QuALITY: Question Answering with Long Input Texts, Yes!

Related tags

Deep Learningquality
Overview

QuALITY: Question Answering with Long Input Texts, Yes!

Authors: Richard Yuanzhe Pang,* Alicia Parrish,* Nitish Joshi,* Nikita Nangia, Jason Phang, Angelica Chen, Vishakh Padmakumar, Johnny Ma, Jana Thompson, He He, and Samuel R. Bowman (* = equal contribution)

Data link

Download QuALITY v0.9 (zip).

Paper preprint

You can read the paper here.

Data README

Here are the explanations to the fields in the jsonl file. Each json line corresponds to the set of validated questions, corresponding to one article, written by one writer.

  • article_id: String. A five-digit number uniquely identifying the article. In each split, there are exactly two lines containing the same article_id, because two writers wrote questions for the same article.
  • set_unique_id: String. The unique ID corresponding to the set of questions, which corresponds to the line of json. Each set of questions is written by the same writer.
  • batch_num: String. The batch number. Our data collection is split in two groups, and there are three batches in each group. [i][j] means the j-th batch in the i-th group. For example, 23 corresponds to the third batch in the second group.
  • writer_id: String. The anonymized ID of the writer who wrote this set of questions.
  • source: String. The source of the article.
  • title: String. The title of the article.
  • author: String. The author of the article.
  • topic: String. The topic of the article.
  • url: String. The URL of the original unprocessed source article.
  • license: String. The license information for the article.
  • article: String. The HTML of the article. A script that converts HTML to plain texts is provided.
  • questions: A list of dictionaries explained below. Each line of json has a different number of questions because some questions were removed following validation.

As discussed, the value of questions is a list of dictionaries. Each dictionary has the following fields.

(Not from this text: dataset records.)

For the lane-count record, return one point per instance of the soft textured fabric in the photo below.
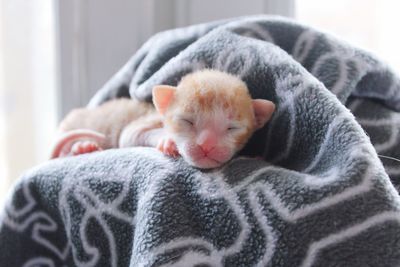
(308, 190)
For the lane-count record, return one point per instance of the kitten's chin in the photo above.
(206, 163)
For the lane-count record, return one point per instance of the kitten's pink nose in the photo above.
(207, 140)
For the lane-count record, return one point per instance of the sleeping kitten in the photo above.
(206, 119)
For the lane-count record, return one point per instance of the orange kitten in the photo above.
(206, 119)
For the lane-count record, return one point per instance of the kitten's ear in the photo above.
(263, 110)
(162, 97)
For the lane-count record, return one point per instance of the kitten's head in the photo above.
(210, 116)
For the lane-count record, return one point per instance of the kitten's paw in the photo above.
(84, 147)
(168, 147)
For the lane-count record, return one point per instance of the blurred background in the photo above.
(54, 55)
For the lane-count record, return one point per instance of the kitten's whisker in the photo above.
(387, 157)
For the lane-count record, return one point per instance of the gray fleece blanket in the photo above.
(308, 189)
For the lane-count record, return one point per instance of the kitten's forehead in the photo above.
(208, 91)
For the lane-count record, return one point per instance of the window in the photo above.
(369, 24)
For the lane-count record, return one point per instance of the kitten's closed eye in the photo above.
(187, 121)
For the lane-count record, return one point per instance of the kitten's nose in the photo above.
(207, 140)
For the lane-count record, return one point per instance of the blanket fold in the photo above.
(316, 195)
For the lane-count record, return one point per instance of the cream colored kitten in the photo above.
(206, 119)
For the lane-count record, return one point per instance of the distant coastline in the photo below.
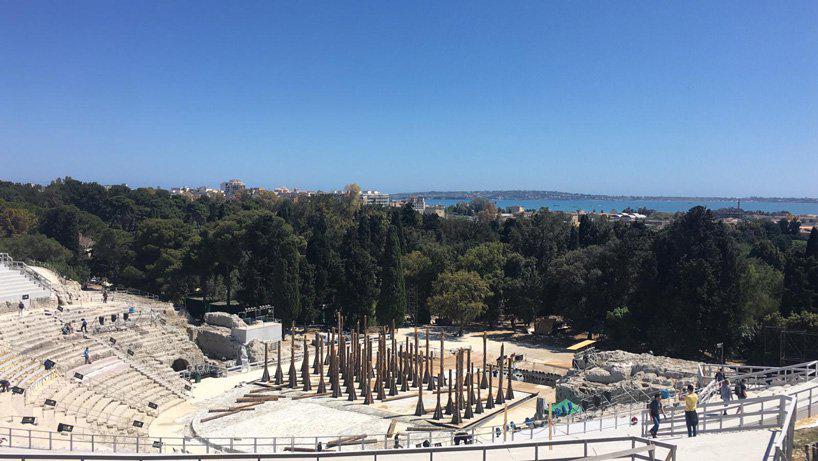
(557, 195)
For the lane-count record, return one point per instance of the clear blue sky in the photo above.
(666, 98)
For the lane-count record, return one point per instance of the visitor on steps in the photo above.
(691, 418)
(726, 394)
(741, 392)
(656, 409)
(720, 376)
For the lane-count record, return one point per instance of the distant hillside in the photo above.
(557, 195)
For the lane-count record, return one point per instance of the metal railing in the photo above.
(626, 447)
(28, 272)
(756, 377)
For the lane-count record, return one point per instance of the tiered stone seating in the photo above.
(14, 283)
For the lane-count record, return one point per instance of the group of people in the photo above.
(691, 401)
(68, 327)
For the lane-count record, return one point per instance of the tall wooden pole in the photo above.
(500, 361)
(279, 375)
(490, 398)
(293, 376)
(265, 376)
(510, 391)
(305, 368)
(322, 386)
(484, 382)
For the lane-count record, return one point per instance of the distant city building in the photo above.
(232, 188)
(418, 203)
(196, 192)
(373, 197)
(438, 210)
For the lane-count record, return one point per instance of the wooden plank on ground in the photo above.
(391, 431)
(581, 345)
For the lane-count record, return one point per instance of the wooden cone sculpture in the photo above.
(368, 385)
(334, 364)
(317, 357)
(458, 392)
(279, 375)
(404, 384)
(305, 368)
(429, 365)
(265, 376)
(509, 391)
(438, 408)
(293, 377)
(489, 398)
(469, 414)
(449, 404)
(322, 386)
(427, 375)
(393, 387)
(483, 381)
(415, 363)
(419, 409)
(500, 362)
(478, 405)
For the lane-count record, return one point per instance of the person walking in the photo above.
(726, 394)
(741, 392)
(656, 409)
(691, 417)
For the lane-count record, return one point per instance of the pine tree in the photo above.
(812, 244)
(392, 300)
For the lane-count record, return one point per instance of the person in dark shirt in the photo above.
(656, 409)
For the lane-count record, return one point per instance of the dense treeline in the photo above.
(679, 290)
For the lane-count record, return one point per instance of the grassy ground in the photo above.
(803, 437)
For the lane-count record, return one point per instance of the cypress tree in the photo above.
(812, 244)
(392, 300)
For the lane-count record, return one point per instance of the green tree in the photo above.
(269, 273)
(392, 301)
(460, 297)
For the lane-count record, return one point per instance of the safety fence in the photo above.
(756, 377)
(599, 449)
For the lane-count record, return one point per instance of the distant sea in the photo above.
(668, 206)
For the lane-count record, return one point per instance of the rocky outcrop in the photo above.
(215, 342)
(622, 377)
(223, 319)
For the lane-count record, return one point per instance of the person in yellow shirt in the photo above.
(691, 417)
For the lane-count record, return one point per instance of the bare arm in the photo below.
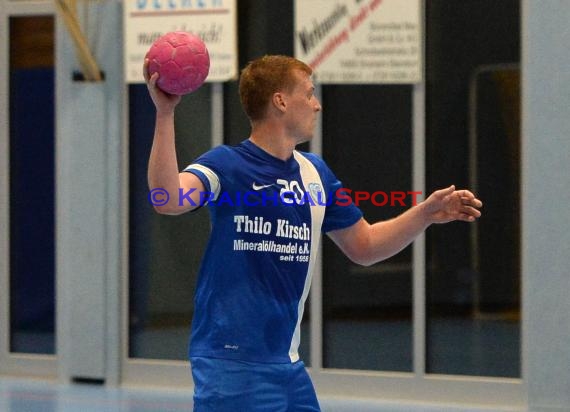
(163, 166)
(367, 244)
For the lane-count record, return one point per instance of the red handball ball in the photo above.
(181, 60)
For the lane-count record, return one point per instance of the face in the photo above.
(302, 108)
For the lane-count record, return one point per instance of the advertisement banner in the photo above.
(215, 21)
(360, 41)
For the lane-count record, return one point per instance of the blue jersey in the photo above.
(267, 217)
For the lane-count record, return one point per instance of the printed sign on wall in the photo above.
(215, 21)
(360, 41)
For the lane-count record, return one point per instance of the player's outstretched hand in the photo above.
(163, 102)
(448, 204)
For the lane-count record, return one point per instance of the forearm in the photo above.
(163, 164)
(387, 238)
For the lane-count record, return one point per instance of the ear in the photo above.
(279, 101)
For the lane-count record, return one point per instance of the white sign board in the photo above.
(360, 41)
(215, 21)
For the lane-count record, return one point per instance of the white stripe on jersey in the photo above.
(309, 175)
(212, 177)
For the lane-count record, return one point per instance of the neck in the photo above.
(273, 142)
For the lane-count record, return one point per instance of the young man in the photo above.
(269, 203)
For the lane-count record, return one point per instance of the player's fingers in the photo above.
(145, 70)
(471, 201)
(441, 193)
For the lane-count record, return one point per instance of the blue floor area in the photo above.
(18, 395)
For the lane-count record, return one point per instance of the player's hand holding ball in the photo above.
(181, 60)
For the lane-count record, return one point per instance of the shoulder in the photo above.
(318, 162)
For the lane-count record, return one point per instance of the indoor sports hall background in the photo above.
(96, 289)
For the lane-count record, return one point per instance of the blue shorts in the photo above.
(222, 385)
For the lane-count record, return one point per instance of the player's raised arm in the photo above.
(367, 244)
(163, 174)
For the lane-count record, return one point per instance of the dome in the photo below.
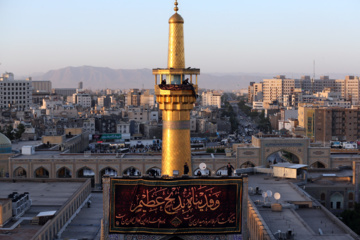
(5, 144)
(176, 18)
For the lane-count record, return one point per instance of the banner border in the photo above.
(177, 182)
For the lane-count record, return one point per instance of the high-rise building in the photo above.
(82, 99)
(323, 124)
(211, 98)
(15, 93)
(41, 86)
(176, 96)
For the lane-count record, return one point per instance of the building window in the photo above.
(322, 196)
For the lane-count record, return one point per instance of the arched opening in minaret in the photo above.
(131, 171)
(20, 173)
(41, 172)
(205, 172)
(174, 79)
(154, 171)
(63, 173)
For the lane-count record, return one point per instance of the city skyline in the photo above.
(234, 36)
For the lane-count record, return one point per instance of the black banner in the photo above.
(181, 206)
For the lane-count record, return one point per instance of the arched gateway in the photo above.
(264, 146)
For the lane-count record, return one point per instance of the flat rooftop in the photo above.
(303, 222)
(45, 196)
(18, 145)
(42, 193)
(57, 155)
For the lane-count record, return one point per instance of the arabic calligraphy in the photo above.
(160, 206)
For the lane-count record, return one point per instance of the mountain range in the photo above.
(103, 77)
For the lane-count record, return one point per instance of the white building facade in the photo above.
(15, 93)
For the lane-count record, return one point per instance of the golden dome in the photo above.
(176, 18)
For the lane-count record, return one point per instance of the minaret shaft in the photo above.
(176, 51)
(176, 96)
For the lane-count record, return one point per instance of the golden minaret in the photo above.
(176, 95)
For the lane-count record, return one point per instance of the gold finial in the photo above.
(176, 8)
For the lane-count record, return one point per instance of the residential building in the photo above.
(133, 98)
(211, 98)
(15, 93)
(64, 91)
(41, 86)
(83, 99)
(323, 124)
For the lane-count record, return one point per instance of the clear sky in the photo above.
(265, 36)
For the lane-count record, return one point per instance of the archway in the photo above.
(205, 172)
(86, 172)
(41, 173)
(247, 165)
(131, 171)
(63, 173)
(317, 165)
(282, 156)
(20, 173)
(222, 171)
(337, 201)
(154, 171)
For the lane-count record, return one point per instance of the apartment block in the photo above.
(15, 93)
(323, 124)
(211, 98)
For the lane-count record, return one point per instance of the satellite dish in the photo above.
(202, 166)
(277, 196)
(269, 193)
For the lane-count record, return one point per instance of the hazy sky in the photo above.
(220, 36)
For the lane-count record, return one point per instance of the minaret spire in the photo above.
(176, 8)
(176, 95)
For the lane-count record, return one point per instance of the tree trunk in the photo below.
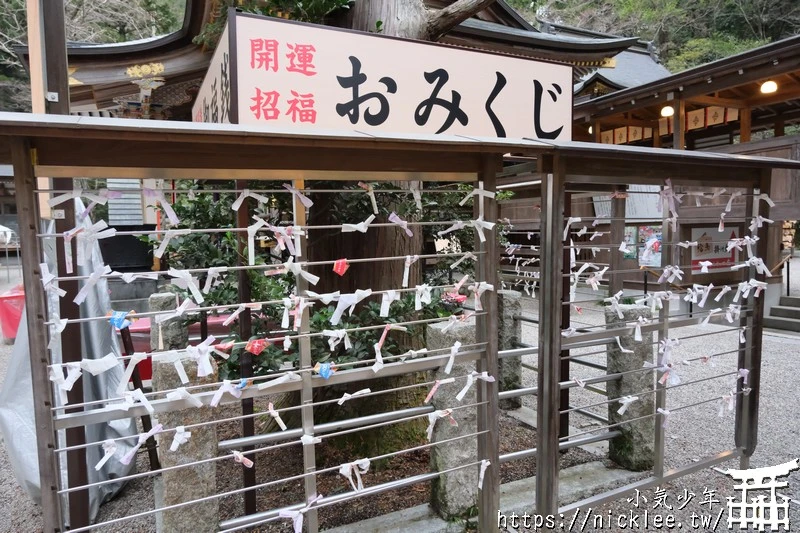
(408, 19)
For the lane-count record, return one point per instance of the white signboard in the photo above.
(213, 102)
(302, 76)
(643, 206)
(713, 246)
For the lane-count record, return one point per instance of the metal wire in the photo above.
(648, 391)
(165, 273)
(211, 386)
(242, 230)
(256, 415)
(253, 451)
(221, 495)
(593, 430)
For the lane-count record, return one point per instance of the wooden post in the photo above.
(679, 124)
(617, 236)
(246, 358)
(549, 339)
(745, 124)
(486, 331)
(25, 184)
(306, 362)
(57, 84)
(147, 424)
(564, 314)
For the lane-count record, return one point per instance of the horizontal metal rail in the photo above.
(586, 412)
(321, 429)
(524, 454)
(106, 414)
(652, 481)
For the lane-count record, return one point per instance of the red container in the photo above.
(11, 305)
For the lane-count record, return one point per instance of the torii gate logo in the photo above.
(758, 512)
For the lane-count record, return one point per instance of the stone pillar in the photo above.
(633, 449)
(455, 493)
(510, 333)
(194, 482)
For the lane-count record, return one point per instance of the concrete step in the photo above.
(784, 312)
(140, 305)
(788, 324)
(790, 301)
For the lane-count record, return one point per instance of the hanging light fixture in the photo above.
(769, 87)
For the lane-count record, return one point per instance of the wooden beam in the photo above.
(716, 100)
(777, 98)
(623, 121)
(678, 124)
(745, 125)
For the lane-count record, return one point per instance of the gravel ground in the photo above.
(698, 432)
(693, 433)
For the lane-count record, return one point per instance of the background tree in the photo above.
(91, 21)
(686, 33)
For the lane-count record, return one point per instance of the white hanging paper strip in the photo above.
(94, 277)
(336, 337)
(182, 394)
(386, 301)
(252, 229)
(160, 198)
(184, 280)
(361, 227)
(128, 457)
(422, 296)
(88, 237)
(450, 360)
(570, 222)
(109, 449)
(97, 366)
(135, 359)
(484, 465)
(356, 467)
(297, 516)
(162, 247)
(129, 399)
(468, 255)
(625, 402)
(348, 302)
(471, 377)
(276, 416)
(346, 396)
(247, 193)
(181, 437)
(395, 219)
(478, 290)
(286, 378)
(410, 260)
(480, 226)
(436, 415)
(305, 200)
(228, 387)
(371, 193)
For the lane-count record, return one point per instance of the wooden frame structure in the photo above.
(72, 147)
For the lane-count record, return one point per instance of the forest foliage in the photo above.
(686, 32)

  • question: The question.
  • options: A list of four answer options.
  • gold_label: The correct answer, defined by a majority vote of 3 or 5 annotators + the original writer's label. The number corresponds to the option number (1-indexed) in options.
  • writer_label: The label the writer provided. The number corresponds to the option number (1-indexed) in options.
  • validation: A list of dictionaries containing the untimed validation results. Each dictionary contains the following fields.
    • untimed_annotator_id: The anonymized annotator IDs corresponding to the untimed validation results shown in untimed_answer.
    • untimed_answer: The responses in the untimed validation. Each question in the training set is annotated by three workers in most cases, and each question in the dev/test sets is annotated by five cases in most cases (see paper for exceptions).
    • untimed_eval1_answerability: The responses (represented numerically) to the first eval question in untimed validation. We asked the raters: “Is the question answerable and unambiguous?” The values correspond to the following choices:
      • 1: Yes, there is a single answer choice that is the most correct.
      • 2: No, two or more answer choices are equally correct.
      • 3: No, it is unclear what the question is asking, or the question or answer choices are unrelated to the passage.
    • untimed_eval2_context: The responses (represented numerically) to the second eval question in untimed validation. We asked the raters: “How much of the passage/text is needed as context to answer this question correctly?” The values correspond to the following choices:
      • 1: Only a sentence or two of context.
      • 2: At least a long paragraph or two of context.
      • 3: At least a third of the passage for context.
      • 4: Most or all of the passage for context.
    • untimed_eval3_distractor: The responses to the third eval question in untimed validation. We asked the raters: “Which of the options that you did not select was the best "distractor" item (i.e., an answer choice that you might be tempted to select if you hadn't read the text very closely)?” The numbers correspond to the option numbers (1-indexed).
  • speed_validation: A list of dictionaries containing the speed validation results. Each dictionary contains the following fields.
    • speed_annotator_id: The anonymized annotator IDs corresponding to the speed annotation results shown in speed_answer.
    • speed_answer: The responses in the speed validation. Each question is annotated by five workers.
  • difficult: A binary value. 1 means that less than 50% of the speed annotations answer the question correctly, so we include this question in the hard subset. Otherwise, the value is 0. In our evaluations, we report one accuracy figure for the entire dataset, and a second for the difficult=1 subset.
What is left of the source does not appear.